What this supervisor does on your board
The MAX807MEUE is a battery-backup supervisor IC from Maxim Integrated, designed to monitor a single 5V supply rail and hold a microprocessor in reset until the supply stabilises. It asserts both active-high and active-low reset outputs, giving the designer flexibility to match the reset polarity of the downstream processor or FPGA. The reset timeout is a minimum of 140ms, long enough to let most power supplies settle before the CPU starts executing code.
Sourcing and lifecycle — active, but watch the RoHS flag
This part is listed as RoHS non-compliant. If your assembly line or end-customer requires lead-free solder, you will need a waiver or an alternative part. For legacy builds or military/industrial contracts that explicitly allow tin-lead finishes, this is not an issue — but verify your own exemption status before committing the line.

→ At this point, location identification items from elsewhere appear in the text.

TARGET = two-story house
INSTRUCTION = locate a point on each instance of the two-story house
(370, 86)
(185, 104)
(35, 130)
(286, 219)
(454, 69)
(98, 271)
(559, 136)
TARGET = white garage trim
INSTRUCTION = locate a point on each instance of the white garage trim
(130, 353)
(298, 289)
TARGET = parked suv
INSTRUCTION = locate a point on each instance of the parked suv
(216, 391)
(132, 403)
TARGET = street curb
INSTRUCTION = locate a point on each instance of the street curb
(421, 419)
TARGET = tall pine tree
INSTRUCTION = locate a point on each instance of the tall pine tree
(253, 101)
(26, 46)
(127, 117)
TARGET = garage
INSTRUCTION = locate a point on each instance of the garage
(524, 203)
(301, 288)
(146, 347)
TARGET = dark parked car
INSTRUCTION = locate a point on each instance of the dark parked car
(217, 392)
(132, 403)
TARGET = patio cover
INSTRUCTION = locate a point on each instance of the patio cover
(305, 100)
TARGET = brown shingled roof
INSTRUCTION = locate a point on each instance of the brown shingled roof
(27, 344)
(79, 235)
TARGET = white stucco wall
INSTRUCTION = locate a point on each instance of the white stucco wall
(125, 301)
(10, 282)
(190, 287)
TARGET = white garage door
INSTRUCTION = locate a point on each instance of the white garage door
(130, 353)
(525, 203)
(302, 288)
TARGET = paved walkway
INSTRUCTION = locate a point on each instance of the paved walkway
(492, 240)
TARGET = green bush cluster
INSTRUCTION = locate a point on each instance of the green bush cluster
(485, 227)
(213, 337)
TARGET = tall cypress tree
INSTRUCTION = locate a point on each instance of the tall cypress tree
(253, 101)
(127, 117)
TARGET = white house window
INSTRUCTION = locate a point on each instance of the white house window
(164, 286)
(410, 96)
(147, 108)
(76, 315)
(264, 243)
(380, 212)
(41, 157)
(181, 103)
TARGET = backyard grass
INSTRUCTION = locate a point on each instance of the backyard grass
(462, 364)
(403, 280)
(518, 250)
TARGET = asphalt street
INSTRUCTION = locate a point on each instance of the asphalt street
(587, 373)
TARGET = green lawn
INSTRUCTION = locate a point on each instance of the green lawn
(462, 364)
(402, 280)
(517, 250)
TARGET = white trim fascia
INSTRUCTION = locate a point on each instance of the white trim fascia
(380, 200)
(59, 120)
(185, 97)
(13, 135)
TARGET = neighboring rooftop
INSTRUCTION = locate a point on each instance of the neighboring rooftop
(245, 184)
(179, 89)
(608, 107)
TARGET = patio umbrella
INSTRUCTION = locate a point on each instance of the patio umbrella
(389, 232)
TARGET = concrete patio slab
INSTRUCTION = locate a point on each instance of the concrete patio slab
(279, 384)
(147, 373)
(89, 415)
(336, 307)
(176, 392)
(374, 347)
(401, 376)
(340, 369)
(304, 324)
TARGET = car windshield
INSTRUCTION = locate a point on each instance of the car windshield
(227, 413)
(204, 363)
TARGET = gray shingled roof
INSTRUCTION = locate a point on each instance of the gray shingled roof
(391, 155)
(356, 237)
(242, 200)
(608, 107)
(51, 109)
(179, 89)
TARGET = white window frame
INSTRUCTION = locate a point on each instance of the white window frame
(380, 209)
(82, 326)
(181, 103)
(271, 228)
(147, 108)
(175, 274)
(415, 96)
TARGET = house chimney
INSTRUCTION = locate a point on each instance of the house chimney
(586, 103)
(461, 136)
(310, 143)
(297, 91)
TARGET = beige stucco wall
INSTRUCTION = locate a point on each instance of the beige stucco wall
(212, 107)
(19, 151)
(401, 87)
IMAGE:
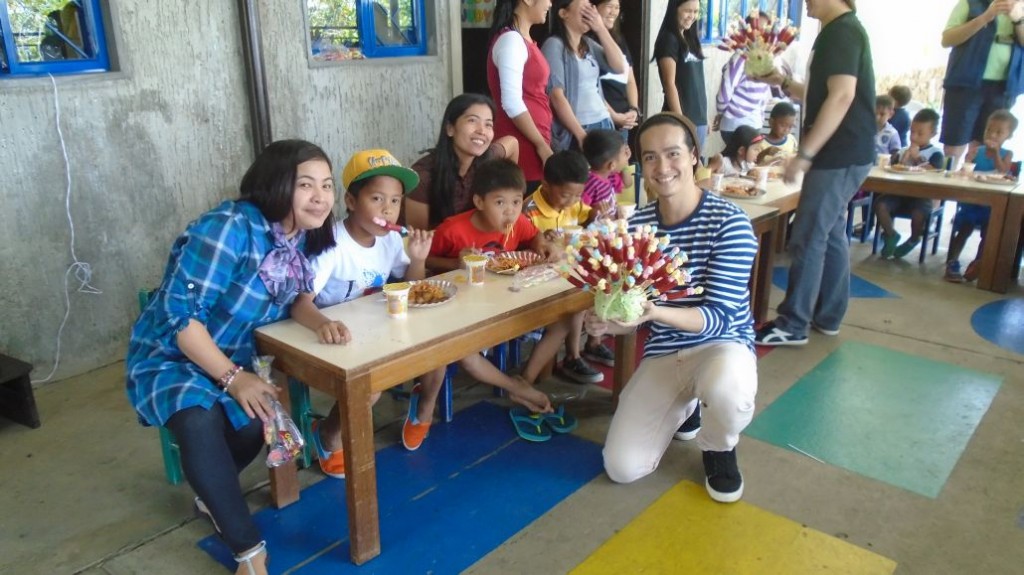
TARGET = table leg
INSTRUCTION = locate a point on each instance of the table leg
(285, 479)
(626, 353)
(1007, 258)
(360, 470)
(993, 238)
(761, 277)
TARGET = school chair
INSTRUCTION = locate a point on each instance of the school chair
(933, 229)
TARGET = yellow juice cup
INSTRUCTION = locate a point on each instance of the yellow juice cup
(474, 265)
(397, 299)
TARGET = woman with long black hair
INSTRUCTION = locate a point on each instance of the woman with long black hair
(577, 62)
(680, 63)
(466, 136)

Threshold and timeout — what the numbers mean for your design
The 140ms minimum reset timeout is a fixed delay, not programmable. It is long enough to cover most linear and switching regulator start-up times, but if your supply has an unusually slow ramp (e.g., a large capacitive load on a low-dropout regulator), verify that the rail is stable within that window. If the timeout expires before the rail is fully settled, the processor may start executing before the supply is within tolerance. Having both active-high and active-low reset outputs means you can drive the reset pin of any common processor without an external inverter. Many modern MCUs use active-low reset; some FPGAs or legacy CPUs use active-high. This part covers both cases from a single IC, saving a logic gate and a trace.